I'm pretty annoyed about this 'mania' throwing my credibility out the window. It wasn't mania; it was the drug working as intended and we didn't anticipate it because of ignorance.
Again this is probably an example of different processing; while everyone is doing the hard work of emotions, my brain has gone for the easy fruit of data. I'll get to the hard stuff later.
So MDMA was also a pharmaceutical made for depression. It was shelved because it was too 'up and down' - precisely what I'm trying to avoid with aripiprazole. Anyway I'll use the word 'ascension phase', since that's the medical term, but anyone who has tried MDMA can tell you it has one hell of a come-up.

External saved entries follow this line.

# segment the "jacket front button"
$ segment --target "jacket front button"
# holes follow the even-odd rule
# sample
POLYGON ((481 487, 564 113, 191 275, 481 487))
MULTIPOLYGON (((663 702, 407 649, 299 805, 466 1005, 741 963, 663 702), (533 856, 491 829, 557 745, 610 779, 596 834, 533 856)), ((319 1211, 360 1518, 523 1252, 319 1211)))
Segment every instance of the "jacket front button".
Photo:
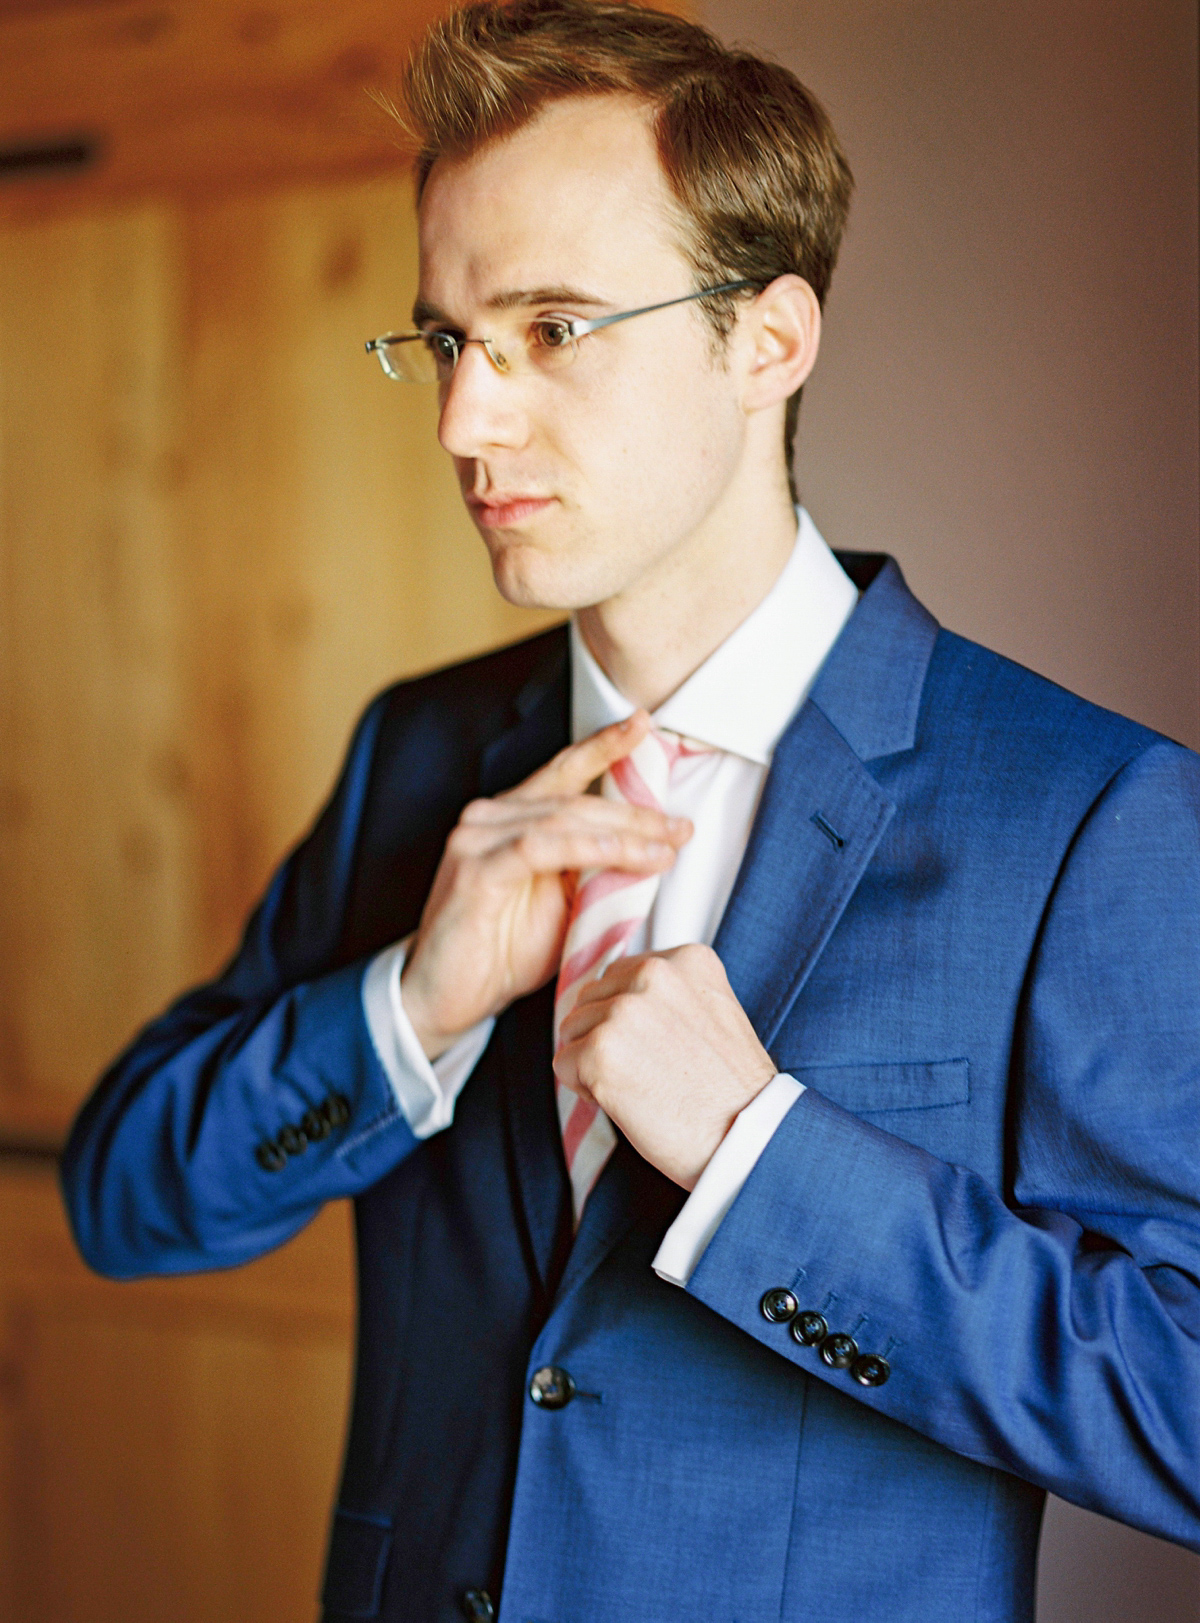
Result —
POLYGON ((496 1608, 486 1589, 468 1589, 462 1598, 463 1616, 467 1623, 493 1623, 496 1608))
POLYGON ((254 1159, 264 1172, 278 1172, 280 1167, 286 1163, 287 1156, 279 1148, 278 1144, 273 1144, 269 1138, 264 1138, 254 1152, 254 1159))
POLYGON ((768 1291, 759 1303, 764 1319, 772 1324, 787 1324, 796 1317, 800 1311, 800 1304, 791 1291, 785 1290, 782 1285, 773 1291, 768 1291))
POLYGON ((857 1357, 858 1342, 853 1336, 843 1335, 840 1330, 826 1336, 821 1343, 821 1362, 828 1364, 830 1369, 849 1369, 857 1357))
POLYGON ((534 1370, 529 1396, 539 1409, 565 1409, 575 1396, 575 1382, 557 1364, 545 1364, 534 1370))
POLYGON ((892 1373, 892 1366, 878 1353, 863 1353, 851 1364, 850 1373, 859 1386, 882 1386, 892 1373))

So yeah aripiprazole has a 3-5 day ascension phase which is like MDMA-lite. Remember that MDMA is not about the ascension phase (it's quite unpleasant) but rather about the steady state afterward, which is where we are now. Our ascension was too rapid, is all. Good data. Titration necessary.

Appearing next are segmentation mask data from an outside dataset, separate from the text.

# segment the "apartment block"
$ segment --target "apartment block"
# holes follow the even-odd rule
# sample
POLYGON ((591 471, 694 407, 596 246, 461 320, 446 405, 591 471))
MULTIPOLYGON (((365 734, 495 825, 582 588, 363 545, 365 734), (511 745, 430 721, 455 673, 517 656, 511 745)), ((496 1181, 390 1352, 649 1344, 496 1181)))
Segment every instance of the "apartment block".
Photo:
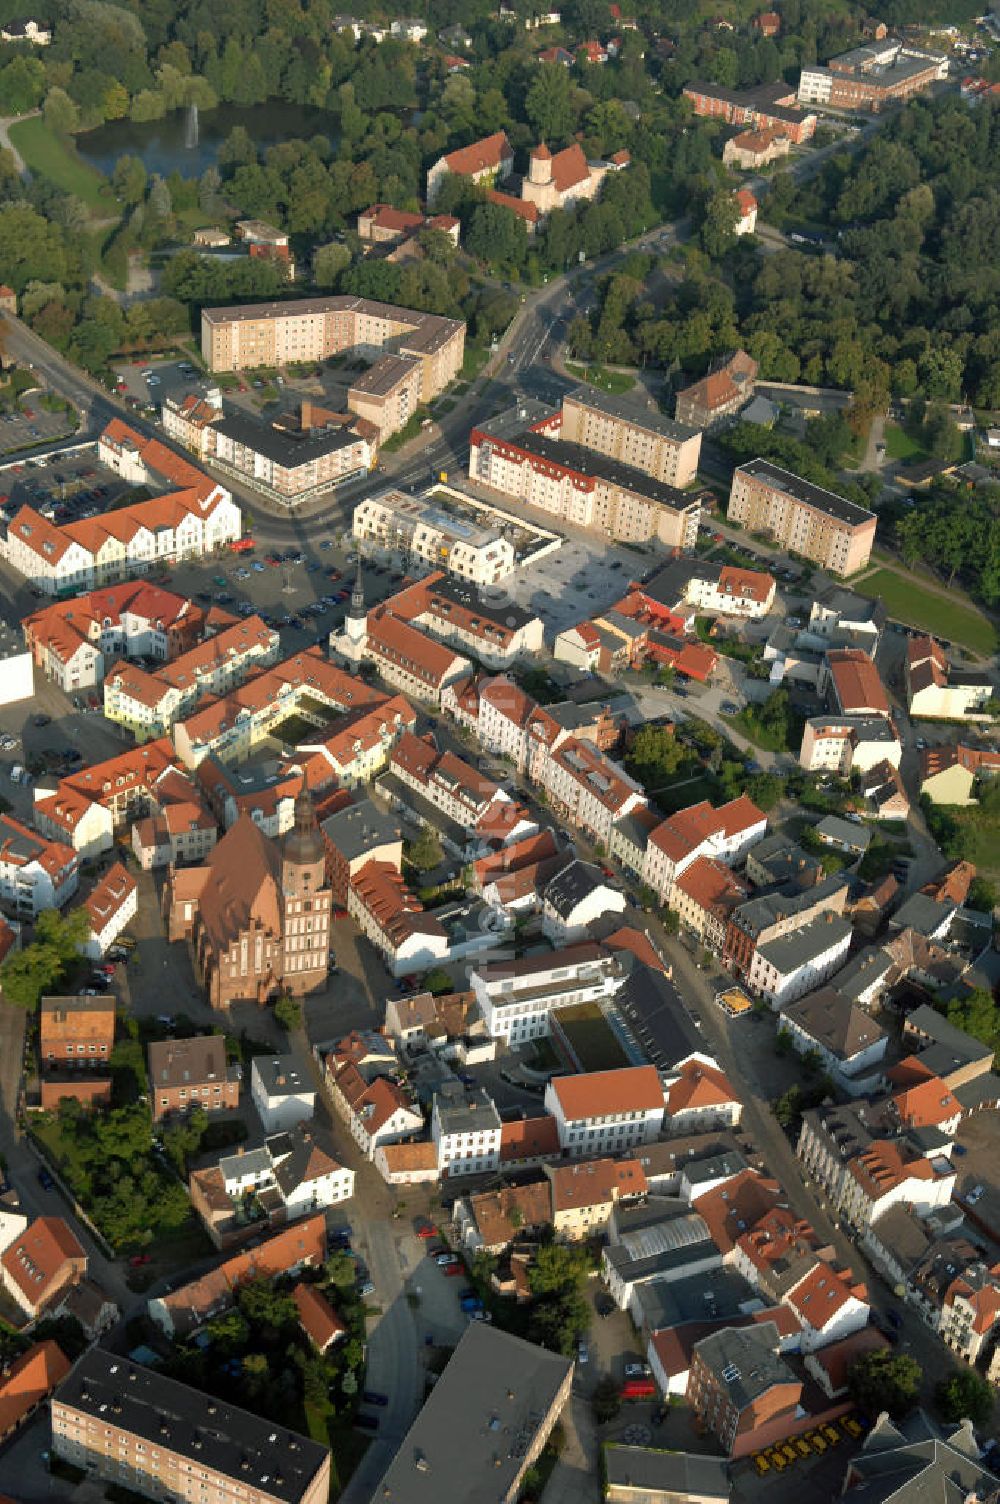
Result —
POLYGON ((61 909, 79 883, 76 852, 0 814, 0 903, 18 919, 61 909))
POLYGON ((519 1045, 549 1034, 553 1009, 612 997, 624 979, 613 952, 584 940, 552 955, 487 961, 469 980, 490 1036, 519 1045))
POLYGON ((875 542, 873 512, 769 460, 750 460, 734 470, 727 516, 833 574, 863 568, 875 542))
POLYGON ((239 1106, 241 1069, 226 1058, 221 1034, 161 1039, 149 1045, 149 1094, 153 1122, 170 1113, 223 1112, 239 1106))
POLYGON ((514 545, 494 527, 454 517, 433 499, 383 491, 354 508, 353 535, 420 559, 474 585, 493 585, 514 568, 514 545))
POLYGON ((391 349, 416 360, 420 400, 429 402, 462 369, 465 325, 459 319, 354 297, 244 303, 201 312, 201 351, 210 371, 329 360, 360 346, 391 349))
POLYGON ((681 491, 698 473, 701 434, 697 429, 597 387, 577 387, 563 398, 559 438, 631 465, 681 491))
POLYGON ((38 1028, 43 1070, 106 1070, 115 1042, 114 999, 43 997, 38 1028))
POLYGON ((500 1134, 500 1115, 482 1088, 435 1093, 431 1140, 442 1178, 496 1170, 500 1164, 500 1134))
POLYGON ((413 355, 380 355, 347 389, 347 406, 367 418, 378 431, 378 442, 405 428, 420 406, 423 377, 413 355))
POLYGON ((100 1347, 52 1397, 52 1451, 158 1504, 326 1504, 330 1489, 328 1447, 100 1347))
MULTIPOLYGON (((593 430, 595 438, 604 439, 603 429, 597 424, 593 430)), ((589 434, 591 430, 585 431, 589 434)), ((614 454, 566 442, 564 432, 565 419, 558 438, 531 429, 508 433, 502 420, 474 428, 469 477, 559 521, 625 543, 655 538, 668 548, 694 547, 701 517, 697 498, 688 496, 673 482, 661 481, 649 469, 620 461, 614 454)), ((695 434, 695 439, 700 440, 700 435, 695 434)), ((606 442, 634 458, 648 455, 649 465, 677 469, 676 455, 665 443, 654 451, 638 441, 623 438, 618 442, 611 435, 606 442)))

Incidentally this med is to prevent ascension. My natural dopamine levels are insane when they go full songkran and this med will block some of it from getting to the receptors. Plus stop the redlining.
So. Two things happened:
1 - the med treated every single one of my software issues for adhd, as well as sensory and processing issues for asd
2 - it caused euphoria and hypermotivation during the ascension phase
This was not mania or hypomania but I could feel it feeding into itself so desperately needed someone to check the science and prevent me from spiralling. Nobody could, because I think the science (of the meds) is right. So off we go, spiralling upward, but well aware and thinking clearly and trying to get people to 'snap me out of it'. But nobody can. Because facts.
This was not mania. It was an ascension phase from a pharmaceutical. It is a feature, not a bug.
The waters are muddied on the personal front but on the data front they are seeming... fairly clear.
We will need clinical trials for sure. But this feels like a long-term speedypill and speedypills are a great treatment option for adhd.
So let's see. Should have predicted this based on the pharmacology (binding to receptors) but data is mostly limited to children and non-verbal autistic folks so ... anyway I should have trusted my druggie gut here instead of the medical literature.